Il viaggio in carrozza era apparso eterno, la pioggia della notte precedente aveva creato diverse buche nel terreno ed era stato tutto un sobbalzare dopo l’altro.
Tornavo nella mia città natale dopo diverso tempo, avendola lasciata ufficialmente per andare a trovare una lontana zia.
La verità era che la mia famiglia aveva deciso di allontanarmi, preoccupata per il mio stato di salute.
Faticavo infatti a dormire per più di un paio d’ore di fila, sovente mi svegliavo nel cuore della notte con un senso di oppressione al petto, qualche volte le lacrime agli occhi e, cosa assai più preoccupante, mi pareva di udire bisbigli e vedere figure ombroso che svanivano al mio battito di ciglia.
Durante la mia assenza la città aveva subito scompiglio, per mano del mio stesso fratello che ora si ritrovava al potere. Non mi ero sorpresa nell’apprendere tale nuova, fin troppo consapevole delle aspirazioni che da sempre aveva avuto.
Sognava infatti di rendere la nostra famiglia la più potente.
Il potere sapeva renderlo schiavo e inutili erano stati i miei diversi tentativi di avvertilo di tale prospettiva.
Ora aveva il potere eppure, una volta raggiunta la nostra bella dimora, dopo aver lasciato la carrozza ed avere percorso i diversi corridoi, dinanzi a me non vi fu l’immagine di un uomo felice, che finalmente aveva raggiunto un arduo obiettivo.
Mio fratello appariva provato, stanco, teso ma quando tentai di indagare in merito, mi liquidò rapidamente, essendo in compagnia di altri uomini.
Per quanto potesse volermi bene, infatti, continuava a dire che il mio problema di nervi, così chiamava tutte le strane cose che sentivo, mi metteva in una condizione di inferiorità rispetto a lui che, dunque, aveva il dovere di tenermi nascoste le sue occupazioni e preoccupazioni.

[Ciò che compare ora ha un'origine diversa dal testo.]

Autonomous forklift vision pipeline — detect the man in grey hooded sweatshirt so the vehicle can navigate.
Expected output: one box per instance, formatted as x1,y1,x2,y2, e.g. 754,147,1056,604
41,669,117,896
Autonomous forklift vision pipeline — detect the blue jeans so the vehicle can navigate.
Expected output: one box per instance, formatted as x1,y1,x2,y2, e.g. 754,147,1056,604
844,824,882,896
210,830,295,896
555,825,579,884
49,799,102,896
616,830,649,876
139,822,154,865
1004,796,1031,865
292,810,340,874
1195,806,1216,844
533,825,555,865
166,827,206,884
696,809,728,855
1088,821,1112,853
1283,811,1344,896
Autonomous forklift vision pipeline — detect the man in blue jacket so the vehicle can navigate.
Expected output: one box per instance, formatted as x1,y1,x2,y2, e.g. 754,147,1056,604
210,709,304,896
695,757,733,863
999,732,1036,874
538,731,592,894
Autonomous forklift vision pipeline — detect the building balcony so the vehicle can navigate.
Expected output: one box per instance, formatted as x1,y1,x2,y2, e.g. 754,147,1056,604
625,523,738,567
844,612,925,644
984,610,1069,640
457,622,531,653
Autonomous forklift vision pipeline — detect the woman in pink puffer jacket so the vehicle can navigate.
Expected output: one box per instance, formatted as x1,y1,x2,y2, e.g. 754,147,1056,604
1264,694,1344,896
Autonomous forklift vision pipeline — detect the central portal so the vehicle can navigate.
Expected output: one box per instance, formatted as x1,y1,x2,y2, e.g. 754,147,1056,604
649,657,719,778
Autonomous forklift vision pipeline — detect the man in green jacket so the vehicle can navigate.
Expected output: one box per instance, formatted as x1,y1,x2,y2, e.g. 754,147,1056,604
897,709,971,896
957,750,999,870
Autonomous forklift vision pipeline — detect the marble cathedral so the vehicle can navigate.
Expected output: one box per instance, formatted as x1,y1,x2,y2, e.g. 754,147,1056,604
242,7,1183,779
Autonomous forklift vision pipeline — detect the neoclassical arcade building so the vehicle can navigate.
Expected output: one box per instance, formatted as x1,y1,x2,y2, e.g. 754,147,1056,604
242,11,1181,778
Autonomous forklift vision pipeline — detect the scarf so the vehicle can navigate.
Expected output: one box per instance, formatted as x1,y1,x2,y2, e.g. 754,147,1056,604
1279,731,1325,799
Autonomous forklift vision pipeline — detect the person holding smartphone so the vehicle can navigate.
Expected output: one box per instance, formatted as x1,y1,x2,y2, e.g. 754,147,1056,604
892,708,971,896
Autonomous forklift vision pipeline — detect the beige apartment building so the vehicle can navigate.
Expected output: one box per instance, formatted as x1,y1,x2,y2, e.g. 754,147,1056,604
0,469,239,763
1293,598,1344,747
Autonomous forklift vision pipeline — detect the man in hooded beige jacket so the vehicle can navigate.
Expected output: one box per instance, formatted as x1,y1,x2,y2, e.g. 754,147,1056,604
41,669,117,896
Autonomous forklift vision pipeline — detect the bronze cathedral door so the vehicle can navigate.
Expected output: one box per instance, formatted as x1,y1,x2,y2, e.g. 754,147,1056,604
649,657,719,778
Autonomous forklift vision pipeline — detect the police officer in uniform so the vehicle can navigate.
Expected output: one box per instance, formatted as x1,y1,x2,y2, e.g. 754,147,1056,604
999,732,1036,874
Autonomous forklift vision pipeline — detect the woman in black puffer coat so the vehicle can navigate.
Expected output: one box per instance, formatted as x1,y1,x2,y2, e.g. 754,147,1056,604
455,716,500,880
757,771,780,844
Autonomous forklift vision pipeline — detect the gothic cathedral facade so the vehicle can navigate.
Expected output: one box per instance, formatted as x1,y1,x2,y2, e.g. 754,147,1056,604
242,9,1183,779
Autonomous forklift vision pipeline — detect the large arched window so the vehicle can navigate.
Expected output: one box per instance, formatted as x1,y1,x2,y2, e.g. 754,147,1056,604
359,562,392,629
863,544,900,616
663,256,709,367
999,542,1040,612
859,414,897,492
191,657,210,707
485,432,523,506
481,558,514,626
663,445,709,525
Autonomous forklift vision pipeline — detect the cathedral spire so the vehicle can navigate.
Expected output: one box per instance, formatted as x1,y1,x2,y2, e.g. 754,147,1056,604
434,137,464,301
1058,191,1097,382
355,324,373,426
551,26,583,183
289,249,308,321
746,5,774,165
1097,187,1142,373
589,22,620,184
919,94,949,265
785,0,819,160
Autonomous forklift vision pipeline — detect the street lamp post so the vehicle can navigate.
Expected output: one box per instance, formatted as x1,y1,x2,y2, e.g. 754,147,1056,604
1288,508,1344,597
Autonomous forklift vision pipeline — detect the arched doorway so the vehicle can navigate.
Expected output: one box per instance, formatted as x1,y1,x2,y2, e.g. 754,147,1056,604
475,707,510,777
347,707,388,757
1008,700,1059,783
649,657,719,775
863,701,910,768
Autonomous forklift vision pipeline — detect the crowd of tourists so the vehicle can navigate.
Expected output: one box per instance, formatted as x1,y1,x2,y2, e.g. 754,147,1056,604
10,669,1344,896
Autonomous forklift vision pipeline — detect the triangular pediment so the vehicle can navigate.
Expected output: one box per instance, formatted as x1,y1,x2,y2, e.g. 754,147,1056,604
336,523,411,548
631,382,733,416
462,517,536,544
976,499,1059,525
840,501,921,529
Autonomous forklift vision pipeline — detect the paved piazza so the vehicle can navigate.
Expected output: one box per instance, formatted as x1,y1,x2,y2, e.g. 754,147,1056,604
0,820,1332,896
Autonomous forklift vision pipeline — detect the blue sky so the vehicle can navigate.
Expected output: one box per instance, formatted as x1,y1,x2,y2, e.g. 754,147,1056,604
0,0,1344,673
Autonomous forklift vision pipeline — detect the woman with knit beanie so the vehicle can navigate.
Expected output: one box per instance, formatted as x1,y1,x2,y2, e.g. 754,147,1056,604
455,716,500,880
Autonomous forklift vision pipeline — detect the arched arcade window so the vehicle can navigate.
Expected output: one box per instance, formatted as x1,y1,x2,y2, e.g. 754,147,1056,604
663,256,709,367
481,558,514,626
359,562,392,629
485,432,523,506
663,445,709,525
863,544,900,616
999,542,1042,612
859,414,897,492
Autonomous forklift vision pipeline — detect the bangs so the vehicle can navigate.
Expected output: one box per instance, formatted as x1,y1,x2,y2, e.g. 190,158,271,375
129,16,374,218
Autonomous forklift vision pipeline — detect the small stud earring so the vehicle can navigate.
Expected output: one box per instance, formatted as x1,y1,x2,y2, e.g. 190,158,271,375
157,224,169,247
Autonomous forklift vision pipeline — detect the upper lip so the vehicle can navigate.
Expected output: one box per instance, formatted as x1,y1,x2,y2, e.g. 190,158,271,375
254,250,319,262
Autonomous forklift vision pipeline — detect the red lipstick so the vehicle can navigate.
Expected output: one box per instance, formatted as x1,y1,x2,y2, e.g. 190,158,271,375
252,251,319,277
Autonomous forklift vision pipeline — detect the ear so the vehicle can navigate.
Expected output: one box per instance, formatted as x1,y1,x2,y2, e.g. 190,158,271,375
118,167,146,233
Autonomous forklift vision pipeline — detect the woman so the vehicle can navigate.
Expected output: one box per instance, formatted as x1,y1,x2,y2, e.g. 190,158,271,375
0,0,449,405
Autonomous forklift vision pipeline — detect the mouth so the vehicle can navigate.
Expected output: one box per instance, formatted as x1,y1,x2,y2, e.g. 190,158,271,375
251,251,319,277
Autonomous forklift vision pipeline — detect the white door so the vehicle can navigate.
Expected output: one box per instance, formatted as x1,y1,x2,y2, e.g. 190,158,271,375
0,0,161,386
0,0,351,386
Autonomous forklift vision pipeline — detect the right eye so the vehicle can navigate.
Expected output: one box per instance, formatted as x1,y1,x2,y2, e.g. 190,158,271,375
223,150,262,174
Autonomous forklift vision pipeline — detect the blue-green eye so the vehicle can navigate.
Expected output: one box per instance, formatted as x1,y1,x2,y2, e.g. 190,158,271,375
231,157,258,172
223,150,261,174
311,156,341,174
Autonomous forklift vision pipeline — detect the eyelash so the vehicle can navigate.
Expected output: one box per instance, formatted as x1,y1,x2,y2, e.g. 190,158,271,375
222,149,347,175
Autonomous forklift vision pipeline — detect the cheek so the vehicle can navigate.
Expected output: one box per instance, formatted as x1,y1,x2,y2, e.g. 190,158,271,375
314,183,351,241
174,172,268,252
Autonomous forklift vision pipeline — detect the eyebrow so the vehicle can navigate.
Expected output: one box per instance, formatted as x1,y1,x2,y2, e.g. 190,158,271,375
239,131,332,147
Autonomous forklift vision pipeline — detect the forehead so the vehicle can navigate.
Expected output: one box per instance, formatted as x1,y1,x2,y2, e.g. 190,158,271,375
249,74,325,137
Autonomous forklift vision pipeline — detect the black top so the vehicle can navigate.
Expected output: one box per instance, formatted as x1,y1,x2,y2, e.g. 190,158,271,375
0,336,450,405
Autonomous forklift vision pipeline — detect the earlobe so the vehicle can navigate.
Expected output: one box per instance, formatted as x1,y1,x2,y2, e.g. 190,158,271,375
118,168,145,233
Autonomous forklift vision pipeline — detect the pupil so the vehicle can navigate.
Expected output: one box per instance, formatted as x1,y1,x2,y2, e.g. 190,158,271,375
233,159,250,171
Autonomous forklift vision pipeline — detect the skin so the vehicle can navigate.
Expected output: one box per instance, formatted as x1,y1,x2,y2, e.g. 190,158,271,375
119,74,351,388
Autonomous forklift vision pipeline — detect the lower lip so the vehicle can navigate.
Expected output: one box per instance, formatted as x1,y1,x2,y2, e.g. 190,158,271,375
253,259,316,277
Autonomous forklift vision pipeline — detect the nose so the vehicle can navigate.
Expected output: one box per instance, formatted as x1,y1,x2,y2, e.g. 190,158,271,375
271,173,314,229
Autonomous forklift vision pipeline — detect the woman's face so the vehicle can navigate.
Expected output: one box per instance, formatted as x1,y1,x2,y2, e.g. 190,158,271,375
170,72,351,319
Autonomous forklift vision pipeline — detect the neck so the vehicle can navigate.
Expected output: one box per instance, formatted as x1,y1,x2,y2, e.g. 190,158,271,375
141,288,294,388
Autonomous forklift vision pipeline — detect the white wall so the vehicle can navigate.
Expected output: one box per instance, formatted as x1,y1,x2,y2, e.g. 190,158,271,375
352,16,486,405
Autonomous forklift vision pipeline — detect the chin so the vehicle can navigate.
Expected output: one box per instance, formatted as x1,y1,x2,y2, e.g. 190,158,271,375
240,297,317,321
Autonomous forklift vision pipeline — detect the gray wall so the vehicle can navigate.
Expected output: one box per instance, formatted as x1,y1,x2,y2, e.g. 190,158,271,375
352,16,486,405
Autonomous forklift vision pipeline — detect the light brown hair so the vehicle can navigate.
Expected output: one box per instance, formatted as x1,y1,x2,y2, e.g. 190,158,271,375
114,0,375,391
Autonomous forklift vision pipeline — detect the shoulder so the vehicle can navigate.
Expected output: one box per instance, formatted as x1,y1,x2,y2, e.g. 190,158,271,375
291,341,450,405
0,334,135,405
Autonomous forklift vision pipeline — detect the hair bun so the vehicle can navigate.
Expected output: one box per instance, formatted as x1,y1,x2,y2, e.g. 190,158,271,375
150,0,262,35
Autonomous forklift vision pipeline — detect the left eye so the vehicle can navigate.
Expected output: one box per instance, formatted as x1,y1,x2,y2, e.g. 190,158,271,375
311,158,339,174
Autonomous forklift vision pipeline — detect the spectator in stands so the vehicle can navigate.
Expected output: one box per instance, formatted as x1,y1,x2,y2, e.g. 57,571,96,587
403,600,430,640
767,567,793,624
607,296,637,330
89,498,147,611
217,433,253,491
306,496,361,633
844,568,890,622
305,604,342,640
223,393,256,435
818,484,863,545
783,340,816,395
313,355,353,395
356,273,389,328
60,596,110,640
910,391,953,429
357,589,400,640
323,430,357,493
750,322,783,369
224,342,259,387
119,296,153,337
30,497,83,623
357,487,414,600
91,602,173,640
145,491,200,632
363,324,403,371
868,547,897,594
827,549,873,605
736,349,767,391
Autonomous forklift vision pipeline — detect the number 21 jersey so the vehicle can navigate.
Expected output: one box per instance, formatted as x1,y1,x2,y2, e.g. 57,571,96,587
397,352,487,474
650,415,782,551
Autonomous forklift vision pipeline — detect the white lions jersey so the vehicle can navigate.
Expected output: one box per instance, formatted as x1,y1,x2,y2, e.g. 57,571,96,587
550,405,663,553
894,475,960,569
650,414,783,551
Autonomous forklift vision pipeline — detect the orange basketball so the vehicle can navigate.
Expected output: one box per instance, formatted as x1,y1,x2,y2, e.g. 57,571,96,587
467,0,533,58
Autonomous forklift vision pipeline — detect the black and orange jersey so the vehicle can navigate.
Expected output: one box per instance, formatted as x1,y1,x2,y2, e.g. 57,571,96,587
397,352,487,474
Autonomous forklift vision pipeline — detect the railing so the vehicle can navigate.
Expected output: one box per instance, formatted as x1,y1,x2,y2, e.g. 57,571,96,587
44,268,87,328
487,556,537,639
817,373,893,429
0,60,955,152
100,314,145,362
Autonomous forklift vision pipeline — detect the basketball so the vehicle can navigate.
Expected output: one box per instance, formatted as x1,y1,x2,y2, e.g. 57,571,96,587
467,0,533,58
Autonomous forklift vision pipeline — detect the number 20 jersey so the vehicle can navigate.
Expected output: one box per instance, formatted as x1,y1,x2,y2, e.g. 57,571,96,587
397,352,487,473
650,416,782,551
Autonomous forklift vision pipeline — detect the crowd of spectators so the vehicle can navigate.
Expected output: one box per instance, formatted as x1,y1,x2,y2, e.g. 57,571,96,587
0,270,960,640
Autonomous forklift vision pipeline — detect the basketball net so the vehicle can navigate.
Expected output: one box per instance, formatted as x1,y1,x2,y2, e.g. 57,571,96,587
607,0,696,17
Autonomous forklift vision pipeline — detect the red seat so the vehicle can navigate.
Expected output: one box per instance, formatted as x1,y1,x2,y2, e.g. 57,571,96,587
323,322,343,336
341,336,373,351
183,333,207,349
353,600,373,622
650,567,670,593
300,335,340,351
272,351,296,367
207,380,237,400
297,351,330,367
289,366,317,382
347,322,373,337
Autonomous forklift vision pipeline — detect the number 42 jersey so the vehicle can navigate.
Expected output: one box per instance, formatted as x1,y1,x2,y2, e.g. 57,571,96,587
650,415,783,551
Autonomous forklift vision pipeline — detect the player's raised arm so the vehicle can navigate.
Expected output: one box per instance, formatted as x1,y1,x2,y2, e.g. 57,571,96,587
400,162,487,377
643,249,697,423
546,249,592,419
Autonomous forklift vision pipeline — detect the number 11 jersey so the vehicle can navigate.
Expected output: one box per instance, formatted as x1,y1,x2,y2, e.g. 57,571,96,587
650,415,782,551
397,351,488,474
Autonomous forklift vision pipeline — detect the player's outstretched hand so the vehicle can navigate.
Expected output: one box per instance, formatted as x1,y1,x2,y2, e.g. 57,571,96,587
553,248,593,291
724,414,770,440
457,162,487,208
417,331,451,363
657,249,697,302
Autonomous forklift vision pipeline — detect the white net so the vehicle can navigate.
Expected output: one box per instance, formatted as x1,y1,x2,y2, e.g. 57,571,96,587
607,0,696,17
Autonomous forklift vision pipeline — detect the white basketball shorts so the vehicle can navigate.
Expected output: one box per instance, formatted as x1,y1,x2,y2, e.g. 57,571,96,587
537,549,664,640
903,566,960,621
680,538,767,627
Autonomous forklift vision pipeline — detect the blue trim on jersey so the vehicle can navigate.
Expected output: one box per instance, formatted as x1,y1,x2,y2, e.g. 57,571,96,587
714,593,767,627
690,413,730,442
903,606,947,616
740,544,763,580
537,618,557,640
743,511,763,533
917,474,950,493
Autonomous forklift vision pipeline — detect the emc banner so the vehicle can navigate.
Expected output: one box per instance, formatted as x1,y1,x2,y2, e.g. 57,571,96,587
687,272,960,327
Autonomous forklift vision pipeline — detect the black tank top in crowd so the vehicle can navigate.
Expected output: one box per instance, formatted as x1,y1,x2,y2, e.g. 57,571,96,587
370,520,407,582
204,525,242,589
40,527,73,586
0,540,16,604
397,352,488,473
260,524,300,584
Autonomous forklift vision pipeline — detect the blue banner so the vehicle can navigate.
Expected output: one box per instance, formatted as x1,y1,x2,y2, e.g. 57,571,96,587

Benché fossi adulta finiva per trattarmi ancora come la stesa bambina a cui deturpava le bambole.
Così andai nelle mie stanze dove trovai i miei bagagli già riposti al giusto ordine e una vasca di legno per farmi il bagno.
Non vedevo l’ora di togliermi la terra e la polvere di dosso.
Fu dunque solo a cena, ben vestita con soffici stoffe piene di decori, alcuni gioielli di famiglia, gli occhi contornati da linee nere che donavano loro un aspetto felino e i capelli scuri raccolti in un alto chignon adorando da fiori, che potei finalmente ritrovare mio fratello, il Maresciallo, in totale solitudine e tranquillità.
Seduti alle due estremità del tavolo, tentai nuovamente di interrogarlo, contando sul favore del vino che , generoso, riempiva sempre il calice di mio fratello.
“ Sono andata via che vi era un governo ed ora ci sei tu:
Non puoi negarmi il racconto di come è avvenuto!”
Esordii con l’entusiasmo di chi vuole sapere le novità, di chi è stato via da troppo tempo e ha bisogno di recupero il tempo perduto.